According to the Court of Appeal, there is “good reason” to order security for costs where the appeal has a low prospect of success (but isn’t necessary “frivolous and vexatious”) and the appellant has the ability to pay costs, but it would be nearly impossible to collect those costs.
This “good reason” test differs from the test applied when seeking security for costs on the basis of the appeal being frivolous and vexatious. When arguing that there is “good reason” to order security for costs of the appeal, the respondent must establish that it would be impossible to collect costs. It is not necessary to go as far as proving that the appellant has insufficient assets to pay the costs of the appeal.
This “good reasons” test sufficiently balances the need to ensure an appellant is not denied access to the courts with the respondent’s right to be protected from the risk that the appellant will be unable to satisfy the costs of the appeal.
The court determined that Mr. Henderson may very well have had means to post security for costs, since he worked as a bartender and was paid nearly $500 per week in cash. Nevertheless, the court concluded that there could be little or no proof of this cash income and it would therefore be nearly impossible for Ms. Wright to garnish it to satisfy costs.
The nature of Mr. Henderson’s assets and income presented a risk to Ms.

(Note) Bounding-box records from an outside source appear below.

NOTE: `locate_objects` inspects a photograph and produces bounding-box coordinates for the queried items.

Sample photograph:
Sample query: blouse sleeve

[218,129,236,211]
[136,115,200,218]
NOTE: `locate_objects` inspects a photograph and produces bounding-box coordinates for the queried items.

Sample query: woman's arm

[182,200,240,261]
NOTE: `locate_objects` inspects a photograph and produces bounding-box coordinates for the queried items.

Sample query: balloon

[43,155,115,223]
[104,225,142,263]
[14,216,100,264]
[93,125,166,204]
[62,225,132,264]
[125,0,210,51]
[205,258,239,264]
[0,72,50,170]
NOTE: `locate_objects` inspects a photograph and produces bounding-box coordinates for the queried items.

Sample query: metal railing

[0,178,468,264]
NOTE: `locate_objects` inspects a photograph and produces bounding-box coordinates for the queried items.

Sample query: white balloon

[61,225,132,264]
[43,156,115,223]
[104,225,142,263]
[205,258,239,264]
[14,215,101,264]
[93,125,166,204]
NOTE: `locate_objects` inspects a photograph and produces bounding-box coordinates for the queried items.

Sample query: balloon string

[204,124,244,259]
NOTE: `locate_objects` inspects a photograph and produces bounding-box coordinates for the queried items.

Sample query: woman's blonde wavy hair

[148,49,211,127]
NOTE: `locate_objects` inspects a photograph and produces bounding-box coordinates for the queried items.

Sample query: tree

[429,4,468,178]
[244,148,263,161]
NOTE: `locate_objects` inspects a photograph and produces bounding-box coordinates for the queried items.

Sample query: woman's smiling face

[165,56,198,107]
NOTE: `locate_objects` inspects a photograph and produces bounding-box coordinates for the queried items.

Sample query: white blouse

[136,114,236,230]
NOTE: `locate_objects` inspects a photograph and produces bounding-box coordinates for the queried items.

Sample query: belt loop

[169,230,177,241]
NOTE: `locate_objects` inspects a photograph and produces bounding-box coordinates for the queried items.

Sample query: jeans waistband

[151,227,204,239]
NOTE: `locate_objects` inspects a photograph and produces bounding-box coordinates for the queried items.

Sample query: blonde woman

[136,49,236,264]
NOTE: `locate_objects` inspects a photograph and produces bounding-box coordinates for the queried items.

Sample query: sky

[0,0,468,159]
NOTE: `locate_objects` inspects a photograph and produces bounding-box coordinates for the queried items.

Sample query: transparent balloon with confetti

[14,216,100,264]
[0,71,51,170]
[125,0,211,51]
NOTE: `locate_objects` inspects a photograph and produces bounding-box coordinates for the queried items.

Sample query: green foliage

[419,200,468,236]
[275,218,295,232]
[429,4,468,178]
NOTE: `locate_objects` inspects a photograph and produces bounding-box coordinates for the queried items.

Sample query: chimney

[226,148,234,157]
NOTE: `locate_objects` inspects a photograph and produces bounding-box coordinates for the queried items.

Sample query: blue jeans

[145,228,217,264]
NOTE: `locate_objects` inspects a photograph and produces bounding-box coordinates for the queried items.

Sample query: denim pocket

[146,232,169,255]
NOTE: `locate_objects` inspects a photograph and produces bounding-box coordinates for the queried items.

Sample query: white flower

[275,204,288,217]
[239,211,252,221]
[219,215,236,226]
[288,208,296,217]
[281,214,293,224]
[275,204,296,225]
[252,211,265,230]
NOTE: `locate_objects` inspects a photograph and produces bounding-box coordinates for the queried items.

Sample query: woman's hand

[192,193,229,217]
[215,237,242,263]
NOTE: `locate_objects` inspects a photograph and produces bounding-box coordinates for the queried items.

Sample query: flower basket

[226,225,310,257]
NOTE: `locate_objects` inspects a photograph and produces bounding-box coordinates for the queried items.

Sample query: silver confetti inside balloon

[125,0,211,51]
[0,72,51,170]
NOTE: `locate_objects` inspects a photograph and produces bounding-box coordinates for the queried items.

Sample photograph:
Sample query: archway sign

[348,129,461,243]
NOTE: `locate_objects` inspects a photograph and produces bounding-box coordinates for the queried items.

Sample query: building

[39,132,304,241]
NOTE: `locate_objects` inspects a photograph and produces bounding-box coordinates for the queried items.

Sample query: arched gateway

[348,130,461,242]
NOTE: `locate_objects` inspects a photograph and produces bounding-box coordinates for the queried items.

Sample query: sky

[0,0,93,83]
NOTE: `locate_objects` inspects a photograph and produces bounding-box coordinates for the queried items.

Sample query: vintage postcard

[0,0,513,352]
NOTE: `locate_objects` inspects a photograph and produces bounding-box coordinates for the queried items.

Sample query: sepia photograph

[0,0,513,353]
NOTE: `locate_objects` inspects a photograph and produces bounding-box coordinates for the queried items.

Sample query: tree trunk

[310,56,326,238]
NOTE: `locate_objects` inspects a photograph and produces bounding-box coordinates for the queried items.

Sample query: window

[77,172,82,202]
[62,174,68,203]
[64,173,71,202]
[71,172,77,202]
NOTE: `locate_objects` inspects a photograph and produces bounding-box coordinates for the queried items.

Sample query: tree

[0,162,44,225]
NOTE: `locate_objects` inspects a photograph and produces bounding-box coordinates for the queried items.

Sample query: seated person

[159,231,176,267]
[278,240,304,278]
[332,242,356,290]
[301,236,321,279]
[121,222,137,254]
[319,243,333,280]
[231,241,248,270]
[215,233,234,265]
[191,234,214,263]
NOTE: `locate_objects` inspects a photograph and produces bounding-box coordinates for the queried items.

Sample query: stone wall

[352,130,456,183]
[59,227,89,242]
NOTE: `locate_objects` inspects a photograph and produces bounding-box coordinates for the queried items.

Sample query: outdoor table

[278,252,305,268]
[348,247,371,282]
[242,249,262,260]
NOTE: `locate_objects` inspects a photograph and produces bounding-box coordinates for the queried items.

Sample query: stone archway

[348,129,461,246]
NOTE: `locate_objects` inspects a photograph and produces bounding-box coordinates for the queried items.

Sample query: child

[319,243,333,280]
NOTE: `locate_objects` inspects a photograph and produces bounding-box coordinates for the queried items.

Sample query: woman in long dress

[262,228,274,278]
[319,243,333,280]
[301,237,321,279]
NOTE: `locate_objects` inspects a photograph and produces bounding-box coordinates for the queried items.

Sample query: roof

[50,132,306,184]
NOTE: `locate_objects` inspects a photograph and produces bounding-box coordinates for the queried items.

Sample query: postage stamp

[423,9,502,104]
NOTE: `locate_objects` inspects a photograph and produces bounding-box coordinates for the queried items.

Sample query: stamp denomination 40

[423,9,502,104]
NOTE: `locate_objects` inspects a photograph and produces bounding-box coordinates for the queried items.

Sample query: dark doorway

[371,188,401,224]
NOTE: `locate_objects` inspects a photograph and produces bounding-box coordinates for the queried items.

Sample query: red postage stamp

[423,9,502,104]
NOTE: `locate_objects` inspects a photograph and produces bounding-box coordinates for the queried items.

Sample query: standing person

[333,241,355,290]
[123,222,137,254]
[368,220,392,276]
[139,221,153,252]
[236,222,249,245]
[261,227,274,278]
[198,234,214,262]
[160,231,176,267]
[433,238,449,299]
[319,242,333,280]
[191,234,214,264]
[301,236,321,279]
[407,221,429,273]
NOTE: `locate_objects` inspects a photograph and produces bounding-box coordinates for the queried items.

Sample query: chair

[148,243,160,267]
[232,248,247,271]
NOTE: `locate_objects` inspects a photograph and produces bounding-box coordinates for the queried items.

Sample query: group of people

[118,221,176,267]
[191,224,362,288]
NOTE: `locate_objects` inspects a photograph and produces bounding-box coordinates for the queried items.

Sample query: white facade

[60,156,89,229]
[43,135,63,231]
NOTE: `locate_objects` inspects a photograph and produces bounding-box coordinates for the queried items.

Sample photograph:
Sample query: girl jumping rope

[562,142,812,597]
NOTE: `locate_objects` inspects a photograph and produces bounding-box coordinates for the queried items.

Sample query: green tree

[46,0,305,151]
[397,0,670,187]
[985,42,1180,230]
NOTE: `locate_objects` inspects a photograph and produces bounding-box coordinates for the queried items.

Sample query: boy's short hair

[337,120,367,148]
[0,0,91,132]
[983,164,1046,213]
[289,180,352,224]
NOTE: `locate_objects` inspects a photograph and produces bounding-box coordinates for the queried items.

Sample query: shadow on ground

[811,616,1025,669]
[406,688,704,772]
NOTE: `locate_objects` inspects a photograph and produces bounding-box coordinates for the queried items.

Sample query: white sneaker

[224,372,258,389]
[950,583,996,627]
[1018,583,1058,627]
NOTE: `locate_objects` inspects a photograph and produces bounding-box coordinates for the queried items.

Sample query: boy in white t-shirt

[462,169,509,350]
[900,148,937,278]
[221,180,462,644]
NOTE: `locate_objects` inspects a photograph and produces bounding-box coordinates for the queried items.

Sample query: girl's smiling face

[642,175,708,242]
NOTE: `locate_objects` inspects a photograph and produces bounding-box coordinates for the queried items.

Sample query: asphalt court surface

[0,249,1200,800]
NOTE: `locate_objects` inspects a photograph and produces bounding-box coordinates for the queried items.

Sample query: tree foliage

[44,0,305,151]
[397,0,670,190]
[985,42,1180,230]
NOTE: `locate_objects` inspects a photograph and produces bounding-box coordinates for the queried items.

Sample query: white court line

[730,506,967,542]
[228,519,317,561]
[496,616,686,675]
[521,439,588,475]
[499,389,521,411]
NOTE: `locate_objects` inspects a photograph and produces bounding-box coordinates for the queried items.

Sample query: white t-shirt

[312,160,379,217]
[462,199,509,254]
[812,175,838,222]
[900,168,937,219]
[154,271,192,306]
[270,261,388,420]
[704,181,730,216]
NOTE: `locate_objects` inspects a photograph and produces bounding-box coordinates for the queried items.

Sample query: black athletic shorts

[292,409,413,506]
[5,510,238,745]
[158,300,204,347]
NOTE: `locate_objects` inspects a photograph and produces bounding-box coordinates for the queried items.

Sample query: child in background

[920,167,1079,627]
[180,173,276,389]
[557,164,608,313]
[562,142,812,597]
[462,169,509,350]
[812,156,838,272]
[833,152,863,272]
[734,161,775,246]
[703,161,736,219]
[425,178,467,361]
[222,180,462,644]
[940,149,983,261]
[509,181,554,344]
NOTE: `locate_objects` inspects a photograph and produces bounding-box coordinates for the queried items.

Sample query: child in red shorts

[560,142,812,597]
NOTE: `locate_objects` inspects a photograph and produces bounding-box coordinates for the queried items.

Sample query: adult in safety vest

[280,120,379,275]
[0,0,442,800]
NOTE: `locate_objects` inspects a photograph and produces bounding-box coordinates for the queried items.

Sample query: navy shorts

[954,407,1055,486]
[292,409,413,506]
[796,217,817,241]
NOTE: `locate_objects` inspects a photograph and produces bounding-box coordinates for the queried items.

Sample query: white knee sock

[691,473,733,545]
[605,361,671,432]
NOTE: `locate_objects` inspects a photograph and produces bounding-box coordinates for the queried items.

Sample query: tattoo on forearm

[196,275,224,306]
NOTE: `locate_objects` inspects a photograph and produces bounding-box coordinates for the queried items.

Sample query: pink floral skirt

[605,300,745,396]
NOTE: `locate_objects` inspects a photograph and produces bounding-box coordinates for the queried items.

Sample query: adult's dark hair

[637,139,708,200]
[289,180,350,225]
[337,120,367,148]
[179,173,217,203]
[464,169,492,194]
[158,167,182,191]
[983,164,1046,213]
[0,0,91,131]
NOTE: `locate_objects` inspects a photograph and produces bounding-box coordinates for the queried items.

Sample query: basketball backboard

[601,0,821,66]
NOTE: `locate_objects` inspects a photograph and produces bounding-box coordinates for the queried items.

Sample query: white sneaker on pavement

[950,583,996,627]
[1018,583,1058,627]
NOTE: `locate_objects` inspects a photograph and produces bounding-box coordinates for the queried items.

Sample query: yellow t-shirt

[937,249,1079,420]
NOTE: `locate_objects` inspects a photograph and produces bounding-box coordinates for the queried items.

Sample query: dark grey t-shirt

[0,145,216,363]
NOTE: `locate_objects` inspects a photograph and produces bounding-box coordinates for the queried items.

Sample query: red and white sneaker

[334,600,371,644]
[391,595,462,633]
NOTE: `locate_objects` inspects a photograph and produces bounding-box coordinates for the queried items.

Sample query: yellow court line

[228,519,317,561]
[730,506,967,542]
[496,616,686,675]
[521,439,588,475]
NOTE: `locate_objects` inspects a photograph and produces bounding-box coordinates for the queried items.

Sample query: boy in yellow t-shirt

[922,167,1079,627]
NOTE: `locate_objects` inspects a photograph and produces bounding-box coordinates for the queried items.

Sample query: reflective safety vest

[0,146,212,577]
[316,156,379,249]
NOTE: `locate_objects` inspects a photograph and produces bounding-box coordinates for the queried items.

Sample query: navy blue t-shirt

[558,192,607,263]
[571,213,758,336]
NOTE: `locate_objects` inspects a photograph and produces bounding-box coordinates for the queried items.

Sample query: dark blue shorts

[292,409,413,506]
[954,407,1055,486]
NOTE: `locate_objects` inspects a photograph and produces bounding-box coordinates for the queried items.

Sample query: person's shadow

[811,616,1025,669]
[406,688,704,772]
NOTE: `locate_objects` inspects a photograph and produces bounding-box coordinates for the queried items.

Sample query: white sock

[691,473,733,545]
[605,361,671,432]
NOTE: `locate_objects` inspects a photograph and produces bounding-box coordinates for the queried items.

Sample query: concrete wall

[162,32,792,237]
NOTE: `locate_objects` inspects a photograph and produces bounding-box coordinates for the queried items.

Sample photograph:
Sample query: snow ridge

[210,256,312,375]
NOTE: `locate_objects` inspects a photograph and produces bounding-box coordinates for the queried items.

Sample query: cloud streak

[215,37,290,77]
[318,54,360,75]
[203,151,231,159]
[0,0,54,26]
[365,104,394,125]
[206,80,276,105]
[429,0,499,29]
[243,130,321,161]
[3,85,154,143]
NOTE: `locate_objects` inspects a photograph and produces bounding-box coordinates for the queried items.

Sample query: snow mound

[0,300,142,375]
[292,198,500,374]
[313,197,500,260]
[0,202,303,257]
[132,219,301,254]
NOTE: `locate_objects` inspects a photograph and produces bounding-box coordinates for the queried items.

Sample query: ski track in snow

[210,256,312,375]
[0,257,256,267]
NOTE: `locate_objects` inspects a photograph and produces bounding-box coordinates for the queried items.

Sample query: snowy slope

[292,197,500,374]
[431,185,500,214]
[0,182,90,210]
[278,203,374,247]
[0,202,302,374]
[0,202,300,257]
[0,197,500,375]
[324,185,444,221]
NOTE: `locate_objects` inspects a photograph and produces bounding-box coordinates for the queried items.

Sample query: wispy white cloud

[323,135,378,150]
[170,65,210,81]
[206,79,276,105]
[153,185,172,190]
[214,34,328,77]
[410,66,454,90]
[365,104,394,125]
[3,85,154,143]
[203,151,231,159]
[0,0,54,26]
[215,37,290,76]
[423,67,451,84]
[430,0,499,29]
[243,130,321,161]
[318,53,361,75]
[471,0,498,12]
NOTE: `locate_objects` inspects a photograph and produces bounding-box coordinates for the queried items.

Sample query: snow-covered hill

Wright, which, coupled with the low merit of the appeal, justified an order for security for costs.
In the case of an appeal with low merit, but that may not meet the high bar of “frivolous and vexation,” the respondent should take stock of the nature of the appellant’s assets when considering whether or not to seek security for costs of the appeal.
Even if an appellant has enough assets and income to pay the costs of the appeal, if it would be nearly impossible for the respondent to collect costs of the appeal, the respondent may still have success in obtaining an order for security for costs of the appeal.
by Cara Zacks
A Cautionary Note
The foregoing provides only an overview and does not constitute legal advice. Readers are cautioned against making any decisions based on this material alone. Rather, specific legal advice should be obtained.